Rudolf Caracciola gewinnt den Großen Preis von Deutschland auf dem neuerbauten Nürburgring, und Max Schmeling wird deutscher Meister im Schwergewicht.

Die Opel-Werke stehen vor dem Verkauf an General Motors.

Fritz von Opel beschleunigt seinen Raketenwagen mit Pulverraketen in 8 Sekunden auf hundert km/h, ein damals grandioser Wert. Heute würde er schon von einem gut motorisierten Corsa erreicht.

Das Rheinland ist immer noch von Frankreich besetzt, aber das deutsche Selbstbewusstsein wächst wieder, Deutschland baut den Zeppelin und mit der "Bremen" und der "Europa" einige der größten und schnellsten Passagier-Dampfer der Welt.

Aber die Demokratie der Weimarer Republik hat viele Feinde.

Der Bund der Frontsoldaten, auch Stahlhelm genannt, will zurück in die aggressive Vergangenheit des nationalistischen Kaiserreichs. Die Tonart seiner Verlautbarungen dokumentiert Fanatismus:

"Wir hassen mit ganzer Seele den augenblicklichen Staatsaufbau, weil er uns die Aussicht versperrt, unser geknechtetes Vaterland zu befreien, das deutsche Volk von der erlogenen Kriegsschuld zu reinigen, den notwendigen Lebensraum im Osten zu gewinnen, das deutsche Volk wieder wehrhaft zu machen …"

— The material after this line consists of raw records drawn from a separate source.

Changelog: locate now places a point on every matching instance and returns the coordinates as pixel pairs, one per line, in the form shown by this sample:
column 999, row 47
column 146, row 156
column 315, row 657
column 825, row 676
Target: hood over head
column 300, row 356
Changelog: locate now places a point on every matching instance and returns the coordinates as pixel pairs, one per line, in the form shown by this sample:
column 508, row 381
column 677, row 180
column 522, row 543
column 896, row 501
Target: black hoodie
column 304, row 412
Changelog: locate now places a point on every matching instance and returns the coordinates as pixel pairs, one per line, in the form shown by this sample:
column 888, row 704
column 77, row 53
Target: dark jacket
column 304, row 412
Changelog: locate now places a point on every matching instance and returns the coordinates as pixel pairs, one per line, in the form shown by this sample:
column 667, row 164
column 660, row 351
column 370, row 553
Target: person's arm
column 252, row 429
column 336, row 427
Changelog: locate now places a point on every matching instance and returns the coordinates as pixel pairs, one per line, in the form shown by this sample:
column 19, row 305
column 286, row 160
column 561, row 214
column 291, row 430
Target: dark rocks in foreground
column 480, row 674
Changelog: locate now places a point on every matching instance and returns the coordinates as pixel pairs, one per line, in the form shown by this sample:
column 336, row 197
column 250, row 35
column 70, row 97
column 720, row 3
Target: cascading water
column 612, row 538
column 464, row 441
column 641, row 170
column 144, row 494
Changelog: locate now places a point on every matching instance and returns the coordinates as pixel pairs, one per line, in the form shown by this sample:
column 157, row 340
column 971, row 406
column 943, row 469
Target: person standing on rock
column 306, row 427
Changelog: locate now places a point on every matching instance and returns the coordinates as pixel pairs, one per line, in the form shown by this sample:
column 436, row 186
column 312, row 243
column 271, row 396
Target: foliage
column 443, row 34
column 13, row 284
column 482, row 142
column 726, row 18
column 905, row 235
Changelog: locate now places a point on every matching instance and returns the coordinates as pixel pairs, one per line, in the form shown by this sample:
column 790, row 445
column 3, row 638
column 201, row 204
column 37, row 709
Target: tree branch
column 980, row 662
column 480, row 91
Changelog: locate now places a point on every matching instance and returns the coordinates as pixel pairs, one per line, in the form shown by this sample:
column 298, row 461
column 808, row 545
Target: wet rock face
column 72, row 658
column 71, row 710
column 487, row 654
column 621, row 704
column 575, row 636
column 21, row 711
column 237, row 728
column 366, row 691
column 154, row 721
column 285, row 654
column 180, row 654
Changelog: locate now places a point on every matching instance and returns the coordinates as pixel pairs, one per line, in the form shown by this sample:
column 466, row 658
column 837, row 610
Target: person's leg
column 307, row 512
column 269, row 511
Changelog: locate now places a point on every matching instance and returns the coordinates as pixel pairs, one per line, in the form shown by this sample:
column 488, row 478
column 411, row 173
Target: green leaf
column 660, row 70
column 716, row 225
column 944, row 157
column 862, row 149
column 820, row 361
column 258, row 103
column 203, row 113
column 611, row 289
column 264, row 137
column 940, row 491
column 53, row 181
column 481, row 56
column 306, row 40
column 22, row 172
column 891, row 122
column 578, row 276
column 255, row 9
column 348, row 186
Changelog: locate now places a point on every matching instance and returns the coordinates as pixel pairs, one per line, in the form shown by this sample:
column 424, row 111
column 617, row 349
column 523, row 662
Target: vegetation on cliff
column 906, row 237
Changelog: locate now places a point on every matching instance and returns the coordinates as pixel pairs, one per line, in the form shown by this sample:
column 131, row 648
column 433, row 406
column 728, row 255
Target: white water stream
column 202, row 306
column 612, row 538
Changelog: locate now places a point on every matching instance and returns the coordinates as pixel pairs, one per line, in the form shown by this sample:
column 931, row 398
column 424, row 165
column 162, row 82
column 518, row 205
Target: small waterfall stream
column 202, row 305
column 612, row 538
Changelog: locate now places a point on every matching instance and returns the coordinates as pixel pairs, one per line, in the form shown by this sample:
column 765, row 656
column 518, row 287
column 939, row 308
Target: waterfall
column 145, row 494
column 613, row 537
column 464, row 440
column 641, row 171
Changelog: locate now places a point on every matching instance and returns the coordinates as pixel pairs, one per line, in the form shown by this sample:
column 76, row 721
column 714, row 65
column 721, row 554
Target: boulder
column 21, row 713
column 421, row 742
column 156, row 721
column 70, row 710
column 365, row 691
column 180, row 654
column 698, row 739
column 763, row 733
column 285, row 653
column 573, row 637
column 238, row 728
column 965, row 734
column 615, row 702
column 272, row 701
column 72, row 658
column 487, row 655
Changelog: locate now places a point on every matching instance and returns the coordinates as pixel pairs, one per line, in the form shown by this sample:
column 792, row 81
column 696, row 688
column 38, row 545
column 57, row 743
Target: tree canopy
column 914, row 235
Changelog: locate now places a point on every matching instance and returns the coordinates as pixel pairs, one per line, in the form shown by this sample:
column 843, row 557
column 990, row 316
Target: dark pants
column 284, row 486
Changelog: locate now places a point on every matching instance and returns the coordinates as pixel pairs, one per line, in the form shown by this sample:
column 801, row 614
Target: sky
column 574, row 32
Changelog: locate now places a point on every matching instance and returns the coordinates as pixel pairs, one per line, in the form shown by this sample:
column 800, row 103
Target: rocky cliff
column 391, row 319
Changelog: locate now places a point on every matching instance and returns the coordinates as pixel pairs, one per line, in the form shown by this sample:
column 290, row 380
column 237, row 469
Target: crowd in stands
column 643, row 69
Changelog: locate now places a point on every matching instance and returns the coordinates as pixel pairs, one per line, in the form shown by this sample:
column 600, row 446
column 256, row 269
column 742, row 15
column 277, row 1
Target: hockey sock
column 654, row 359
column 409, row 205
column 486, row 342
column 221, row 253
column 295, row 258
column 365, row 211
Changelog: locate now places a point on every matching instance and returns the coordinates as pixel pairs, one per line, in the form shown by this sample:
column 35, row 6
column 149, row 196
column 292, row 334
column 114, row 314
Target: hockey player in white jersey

Aber noch herrscht kein Krieg. Und im Sport taucht 1928 ein Name auf, der deutsche Sportgeschichte geschrieben hat. Georg von Opel sitzt mit 16 Jahren für den Ruderverein Rüsselsheimer bei einer Regatta in Frankfurt am Schlag eines siegreichen Jugendvierers.

Georg von Opel ist ein Phänomen des Sports und des Lebens. Er ist Schütze, Radfahrer, Reiter, Auto- und Motorradfahrer, Skiläufer, Boxer, Tennisspieler, Flieger, Unterwasserfischer, insbesondere aber Ruderer.

Er siegt in den Jahren 1928 bis 1953 für Rüsselsheim in 117 Ruderrennen, ist vielfacher deutscher und internationaler Meister im Einer und Achter.

1951 fährt er 5 Automobilweltrekorde, wird später Vizepräsident des Deutschen Ruderverbandes, Mitbegründer und Präsident der Deutschen Olympischen Gesellschaft, Präsident des Deutschen Schützenbundes, Initiator des "Goldenen Plans" für den Sportstättenbau, Mitbegründer der Stiftung Deutsche Sporthilfe und von 1966 bis zu seinem Tod Mitglied des Internationalen Olympischen Komitees (IOC).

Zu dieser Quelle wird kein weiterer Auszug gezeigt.